Müşteki avukatının, bakanlıktan kontrole gelinip gelinmediği, gelenlerden para alınıp alınmadığı konusunda sorulan soruya şahit Tabur, "Kültür ve Turizm Bakanlığı’ndan geldiler kontrole. Halit Bey’in yanında iki kişi vardı, hatta birlikte yemek yediler. Bildiğim kadarıyla para alınmadı" diye konuştu.

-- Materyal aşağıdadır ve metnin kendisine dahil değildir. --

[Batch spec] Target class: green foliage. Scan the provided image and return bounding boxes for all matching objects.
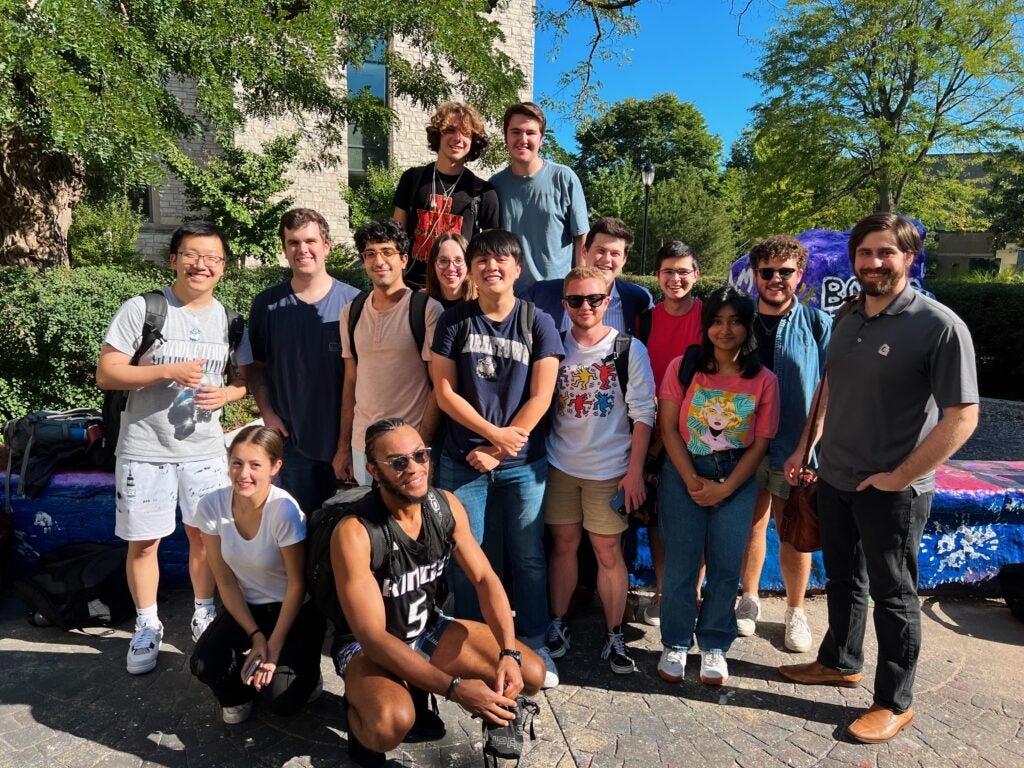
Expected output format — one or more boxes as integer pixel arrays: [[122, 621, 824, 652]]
[[928, 276, 1024, 399], [168, 133, 299, 264], [982, 148, 1024, 247], [341, 164, 401, 230], [748, 0, 1024, 222], [0, 265, 367, 426], [575, 93, 722, 183], [68, 195, 145, 269]]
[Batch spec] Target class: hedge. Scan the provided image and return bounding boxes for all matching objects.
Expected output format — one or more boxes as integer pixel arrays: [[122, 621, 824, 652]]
[[0, 266, 1024, 423]]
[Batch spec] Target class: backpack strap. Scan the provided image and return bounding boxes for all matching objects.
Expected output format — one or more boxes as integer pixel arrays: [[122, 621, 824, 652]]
[[348, 291, 370, 362]]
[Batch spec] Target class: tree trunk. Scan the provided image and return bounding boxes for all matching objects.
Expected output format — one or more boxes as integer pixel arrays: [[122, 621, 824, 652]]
[[0, 129, 85, 266]]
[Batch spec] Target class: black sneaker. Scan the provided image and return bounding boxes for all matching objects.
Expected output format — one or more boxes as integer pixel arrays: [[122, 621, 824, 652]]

Bizi sosyal medyadan takip edin
blank
Avatarı
Ihlas Haber Ajansı tarafından
24 Kasım, 2025 16:52 tarihinde yayınlandı
Okuma Süresi: 1dk
Yorum: 0

Dere yataklarına mesken atık ve moloz dökülüyor

Zonguldak’ın Alaplı ilçesine bağlı Gümeli ile Geçmiş altı mevkileri ortasındaki dere yatakları, etraf kirliliğine sahne oluyor. Çam ve meşe ağaçlarıyla kaplı ormanlık alanın doğal hoşluğu, denetimsiz formda dökülen binlerce ton mesken atığı ve moloz nedeniyle her geçen gün tahrip ediliyor.
Gümeli-Geçmiş altı deresi boyunca inşaat hafriyatlarının gelişi hoş boşaltıldığı tez edilirken, bu durum hem vatandaşların hem de çevrecilerin büyük reaksiyonunu çekti. Geçmişaltı’nda yaşayan Hüseyin Kumuz, dere yatağının muhafaza alanı statüsünde olduğunu hatırlatarak sert sözlerle reaksiyon gösterdi:
"Bu alanın şahıslara yahut firmalara bu formda kullanım hakkını kim veriyor, bilmiyoruz. Dere yataklarına yığılan bu molozlar bilhassa yağışlı havalarda dereye akıyor, birikmelere ve ilerleyen süreçte taşkınlara sebep oluyor. Buna göz yumulması kabul edilemez."
Kumuz, yetkililerin kontrol zafiyetine dikkat çekerek şunları söyledi:
"Türkiye’nin hiçbir yerinde dere ve çay yataklarına mesken atığı ve moloz dökülmez. Valilik ve ilgili kamu kurumları kontrollerini artırmalı, cezalar yükseltilmeli. Şayet caydırıcı yaptırımlar uygulanmazsa bunu yapanlar moloz döküm alanlarına gitmeyip atıklarını buraya taşımaya devam eder. Üstelik akşam saatlerinden sonra hiçbir yetkiliye ulaşamıyoruz."
Vatandaşlar, bölgenin süratle yok olmasına neden olan bu kirliliğin bir an evvel durdurulmasını ve sorumlular hakkında süreç yapılmasını istedi.